There seems to be a noticeable increase right at 7 vertices. Does this mean that my vertex cache is 6 vertices?

ps. first post in forums.

Inertia's picture

Welcome Stevo,

and thank you for posting the result. Like Fiddler's ATi card, your effective Vertex Cache would be 12 too.
This could mean that your true Vertex Cache size is 32, but 20 Vertex Units are inserting new Vertices parallel into the Cache, decreasing the effective size because of the new Vertices added. This is not a bad thing, especially when rendering objects that share very little or no Vertices (e.g Particle Systems) your graphics card will probably exceed any other card that relies on using the Vertex Cache.

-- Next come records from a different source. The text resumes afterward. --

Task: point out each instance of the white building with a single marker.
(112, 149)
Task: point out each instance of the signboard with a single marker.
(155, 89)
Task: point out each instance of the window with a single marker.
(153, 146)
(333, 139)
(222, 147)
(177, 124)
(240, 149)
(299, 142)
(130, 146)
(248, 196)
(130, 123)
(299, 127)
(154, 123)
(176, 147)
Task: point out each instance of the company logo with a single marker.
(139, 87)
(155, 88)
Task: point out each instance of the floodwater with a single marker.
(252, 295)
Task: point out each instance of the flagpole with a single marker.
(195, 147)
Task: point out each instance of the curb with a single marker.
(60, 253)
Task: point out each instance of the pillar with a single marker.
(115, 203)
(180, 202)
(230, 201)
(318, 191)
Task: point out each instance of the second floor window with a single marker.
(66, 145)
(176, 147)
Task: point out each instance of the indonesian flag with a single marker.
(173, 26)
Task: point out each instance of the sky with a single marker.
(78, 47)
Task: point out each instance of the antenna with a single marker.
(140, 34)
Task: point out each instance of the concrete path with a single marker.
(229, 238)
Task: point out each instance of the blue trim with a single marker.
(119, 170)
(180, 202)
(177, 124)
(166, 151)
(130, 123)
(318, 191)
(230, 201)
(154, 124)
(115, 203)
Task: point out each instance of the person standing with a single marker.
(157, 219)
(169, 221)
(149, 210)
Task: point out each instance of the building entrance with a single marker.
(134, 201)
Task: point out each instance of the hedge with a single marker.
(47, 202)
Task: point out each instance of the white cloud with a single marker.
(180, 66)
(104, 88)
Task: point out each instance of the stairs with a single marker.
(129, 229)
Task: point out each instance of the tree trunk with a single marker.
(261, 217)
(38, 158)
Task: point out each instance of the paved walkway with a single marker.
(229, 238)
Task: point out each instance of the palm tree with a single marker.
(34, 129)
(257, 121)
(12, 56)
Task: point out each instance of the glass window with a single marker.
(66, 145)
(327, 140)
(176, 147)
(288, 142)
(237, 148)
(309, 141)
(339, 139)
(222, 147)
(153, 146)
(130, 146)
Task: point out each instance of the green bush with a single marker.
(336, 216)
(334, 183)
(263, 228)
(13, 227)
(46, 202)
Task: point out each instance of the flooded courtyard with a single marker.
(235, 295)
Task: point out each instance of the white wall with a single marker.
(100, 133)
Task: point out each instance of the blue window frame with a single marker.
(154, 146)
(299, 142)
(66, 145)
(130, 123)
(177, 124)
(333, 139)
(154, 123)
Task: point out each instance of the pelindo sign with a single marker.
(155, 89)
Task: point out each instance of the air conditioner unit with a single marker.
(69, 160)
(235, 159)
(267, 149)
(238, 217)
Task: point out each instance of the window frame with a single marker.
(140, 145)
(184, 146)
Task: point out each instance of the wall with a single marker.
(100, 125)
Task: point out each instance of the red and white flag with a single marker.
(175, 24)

I've looked this up, and it seems like ATi cards are using the same memory for L1 Texture Cache and Vertex Cache. Would you please make another profile run with Texture2D disabled? (Hotkey Q). Also make sure the driver does not enforce Anti-Alias/Anisotropy/Tru-form, especially the last could be responsible for these low values (insert new Vertices that aren't considered by the profiling).

Thanks!

the Fiddler.'s picture

Welcome Stevo14 :)

I reran the tests with the default window and, sure enough, the results became a little clearer.
With textures:

Profiling Log for Radeon X1950 Pro (2.0.6956 Release)
 
Window Size 512 x 512
Max. allowed Verts: 100000 Radius: 0,15 P: 6 Q: 1
 
4 Verts per Ring. 1,038ms averaged per draw.
5 Verts per Ring. 1,002ms averaged per draw.
6 Verts per Ring. 1,035ms averaged per draw.
7 Verts per Ring. 1,268ms averaged per draw.
8 Verts per Ring. 1,267ms averaged per draw.
9 Verts per Ring. 1,264ms averaged per draw.
10 Verts per Ring. 1,248ms averaged per draw.
[...]

Without:

Profiling Log for Radeon X1950 Pro (2.0.6956 Release)
 
Window Size 512 x 512
Max. allowed Verts: 100000 Radius: 0,15 P: 6 Q: 1
 
4 Verts per Ring. 0,809ms averaged per draw.
5 Verts per Ring. 0,760ms averaged per draw.
6 Verts per Ring. 0,735ms averaged per draw.
7 Verts per Ring. 0,895ms averaged per draw.
8 Verts per Ring. 0,898ms averaged per draw.
9 Verts per Ring. 0,895ms averaged per draw.
10 Verts per Ring. 0,899ms averaged per draw.
[...]

Disabling textures doesn't seem to affect the effective size of the cache. I'll run the test on a couple of nv40 and g70 cards, to have something to compare against.

Inertia's picture

Thank you, this clarifies at least the connection between vertex and texture cache. It seems like your card's effective cache is really 12, drawing a ring with 7 vertices is 120% the time compared to 6 verts.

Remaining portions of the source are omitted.